The jungle isn’t a quiet place. Although all of our 2015 Advice Project Summit fellows were safely tucked into our beds last night, our open-air rooms were filled with busy wildlife. Chirping bats swooped between the high rafters as they chased insects to eat, and opossums and other small mammals scurried along the walls. Outside, competing choirs of tree frogs sang their hearts out; each species had its own, unique voice.
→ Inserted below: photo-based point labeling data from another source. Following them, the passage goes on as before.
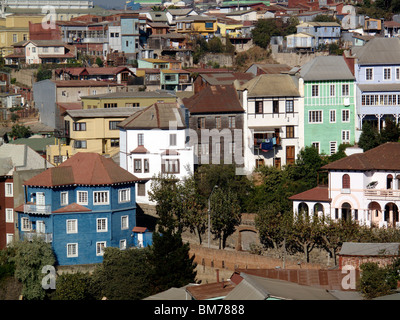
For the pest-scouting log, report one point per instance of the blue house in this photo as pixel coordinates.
(130, 35)
(82, 206)
(324, 33)
(377, 72)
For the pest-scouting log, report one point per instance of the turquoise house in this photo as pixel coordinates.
(81, 207)
(328, 87)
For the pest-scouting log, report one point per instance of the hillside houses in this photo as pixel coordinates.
(125, 96)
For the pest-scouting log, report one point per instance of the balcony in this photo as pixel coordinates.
(382, 194)
(46, 237)
(37, 209)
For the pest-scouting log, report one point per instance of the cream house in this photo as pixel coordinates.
(364, 187)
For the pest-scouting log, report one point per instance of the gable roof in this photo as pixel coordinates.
(383, 157)
(214, 99)
(379, 50)
(326, 68)
(156, 116)
(370, 249)
(320, 194)
(271, 85)
(83, 168)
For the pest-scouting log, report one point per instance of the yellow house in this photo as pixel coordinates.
(197, 25)
(127, 99)
(230, 28)
(92, 130)
(15, 28)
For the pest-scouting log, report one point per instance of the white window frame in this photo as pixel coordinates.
(79, 199)
(9, 189)
(319, 117)
(345, 115)
(332, 116)
(124, 222)
(345, 90)
(100, 246)
(9, 215)
(332, 144)
(316, 145)
(124, 195)
(26, 224)
(315, 90)
(387, 74)
(345, 136)
(71, 226)
(371, 76)
(72, 250)
(64, 198)
(332, 90)
(9, 238)
(101, 197)
(122, 244)
(102, 225)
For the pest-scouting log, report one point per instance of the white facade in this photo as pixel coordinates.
(284, 121)
(149, 153)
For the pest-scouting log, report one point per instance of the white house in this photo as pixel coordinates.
(153, 142)
(273, 107)
(364, 187)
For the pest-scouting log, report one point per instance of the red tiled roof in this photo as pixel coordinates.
(320, 193)
(139, 229)
(214, 99)
(140, 149)
(383, 157)
(73, 207)
(83, 169)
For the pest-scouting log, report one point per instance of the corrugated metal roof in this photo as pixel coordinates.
(271, 85)
(83, 168)
(379, 51)
(383, 157)
(326, 68)
(370, 249)
(214, 99)
(158, 115)
(263, 288)
(100, 113)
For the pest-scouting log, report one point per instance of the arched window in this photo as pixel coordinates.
(346, 181)
(389, 181)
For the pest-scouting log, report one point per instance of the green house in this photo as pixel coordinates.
(328, 87)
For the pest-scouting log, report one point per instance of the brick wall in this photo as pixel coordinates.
(231, 260)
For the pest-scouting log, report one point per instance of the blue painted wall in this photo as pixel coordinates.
(87, 235)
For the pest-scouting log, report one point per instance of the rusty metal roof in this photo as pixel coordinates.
(214, 99)
(383, 157)
(83, 168)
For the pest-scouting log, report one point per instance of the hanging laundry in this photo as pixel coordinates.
(266, 146)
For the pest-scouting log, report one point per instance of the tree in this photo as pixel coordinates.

The red and black poison dart frogs, for example, among the most toxic animals on the planet, emitted a rising crescendo of delightful popping sounds.
We also found out the hard way that some of the teens in our party are noisy night creatures. Last night, one girl angrily called out in her sleep – while it didn’t wake her up, it woke the rest of our group and made some of the adult leaders escape from our muslin-covered beds to rush over to make sure all was well. We learned this morning that this teen often talks in her sleep, most often to admonish her younger sister for some perceived offense!
Last night, another of our teens called out… in terror. She confessed that Jaime’s story about the spirit living in the ceiba tree had frightened her, and that for a moment, she thought something was standing next to her bed. Over breakfast this morning, the adults took care to explain some of the forest sounds from the previous night, which removed some of the mystery and (somewhat) calmed frazzled nerves.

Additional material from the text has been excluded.